# Keep bending an auger blade



## skier180 (Nov 13, 2014)

Hello,
I have a Cub Cadet two stage snowthrower attachment for my cub 1641. It's a 45" unit and I keep bending the auger blade on one side. Does anyone have any ideas as to the effect it will have if I weld a piece of metal to just that blade to make it stronger?

Thanks,
Skier180


----------



## Big Ed (Feb 10, 2013)

skier180 said:


> Hello,
> I have a Cub Cadet two stage snowthrower attachment for my cub 1641. It's a 45" unit and I keep bending the auger blade on one side. Does anyone have any ideas as to the effect it will have if I weld a piece of metal to just that blade to make it stronger?
> 
> Thanks,
> Skier180


I would want to know the cause to keep making it bend?
Have you had it since it was new? Has it hit something hard in the past and weakened it. 
And if you add a piece would it throw off the balance somehow?
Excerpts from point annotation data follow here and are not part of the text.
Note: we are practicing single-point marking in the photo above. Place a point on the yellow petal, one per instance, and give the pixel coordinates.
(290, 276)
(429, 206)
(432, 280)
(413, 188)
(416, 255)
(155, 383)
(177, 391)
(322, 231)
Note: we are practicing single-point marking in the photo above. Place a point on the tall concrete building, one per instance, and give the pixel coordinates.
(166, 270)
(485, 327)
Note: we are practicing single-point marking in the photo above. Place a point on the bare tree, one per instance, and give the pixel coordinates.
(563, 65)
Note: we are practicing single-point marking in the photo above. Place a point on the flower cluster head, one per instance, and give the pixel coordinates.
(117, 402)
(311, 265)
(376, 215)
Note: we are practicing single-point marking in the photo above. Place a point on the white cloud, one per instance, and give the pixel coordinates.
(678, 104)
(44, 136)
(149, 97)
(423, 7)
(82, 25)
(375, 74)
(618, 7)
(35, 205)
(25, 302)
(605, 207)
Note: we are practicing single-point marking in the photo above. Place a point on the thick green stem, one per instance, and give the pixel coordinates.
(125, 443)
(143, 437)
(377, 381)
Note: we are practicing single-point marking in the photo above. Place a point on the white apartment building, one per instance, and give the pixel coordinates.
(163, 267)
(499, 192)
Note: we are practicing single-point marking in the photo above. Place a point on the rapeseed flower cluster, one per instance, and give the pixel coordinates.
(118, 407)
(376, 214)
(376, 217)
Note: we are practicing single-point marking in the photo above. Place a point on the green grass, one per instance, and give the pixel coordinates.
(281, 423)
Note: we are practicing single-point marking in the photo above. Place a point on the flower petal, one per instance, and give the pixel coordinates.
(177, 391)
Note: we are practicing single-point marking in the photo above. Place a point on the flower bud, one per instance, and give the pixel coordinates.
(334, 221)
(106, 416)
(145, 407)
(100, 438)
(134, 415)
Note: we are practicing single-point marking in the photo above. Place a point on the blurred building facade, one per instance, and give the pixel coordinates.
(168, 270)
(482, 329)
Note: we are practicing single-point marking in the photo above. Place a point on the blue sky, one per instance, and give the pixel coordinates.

If anything I BUMPED this back to the top for the experts to see.


----------



## Shryp (Jan 1, 2011)

Welding should be ok. My guess is once it was bent one time and them bent back is was already weakened. Maybe weld to the top and bottom so it stays somewhat in balance. They normally say balance isn't super critical since they get out of balance when snow gets stuck to them. Just make sure where you weld it doesn't interfere with collecting snow.


----------



## Spectrum (Jan 6, 2013)

Like you see here in the GEAR DRIVE AUGER LEAD SUPPORTS frame? That was a factory detail and I have done similar fixes on bent tips. 1/8 X 3/4 flat bar works well. The arm you brace to is on the backside of the snow flow so it's harmless.

Pete


----------



## skier180 (Nov 13, 2014)

Thanks for the help.
Big Ed - I hit a big rock a couple of years ago and bent it. This year I've been trying to get through snowplow piles which have ice chunks. 
Spectrum - Thanks for the pictures. I'll print them and take them to the welder and see what he can do.
Shryp - I was worried about the balance issue and wasn't sure what effect the extra metal would have. If it's out of balance does the whole machine shake like crazy?


----------



## wdb (Dec 15, 2013)

It's the auger, not the impeller, so it doesn't spin that fast. 

It sounds like the metal weakened when it bent the first time, and each successive bend just weakens it more. A support plate welded in at the bend point sounds like a good idea to me. I have never done it myself. However my last snowblower had an auger that had been damaged and had some pretty heavy welds on one side, and I never noticed any vibrations or shaking.


----------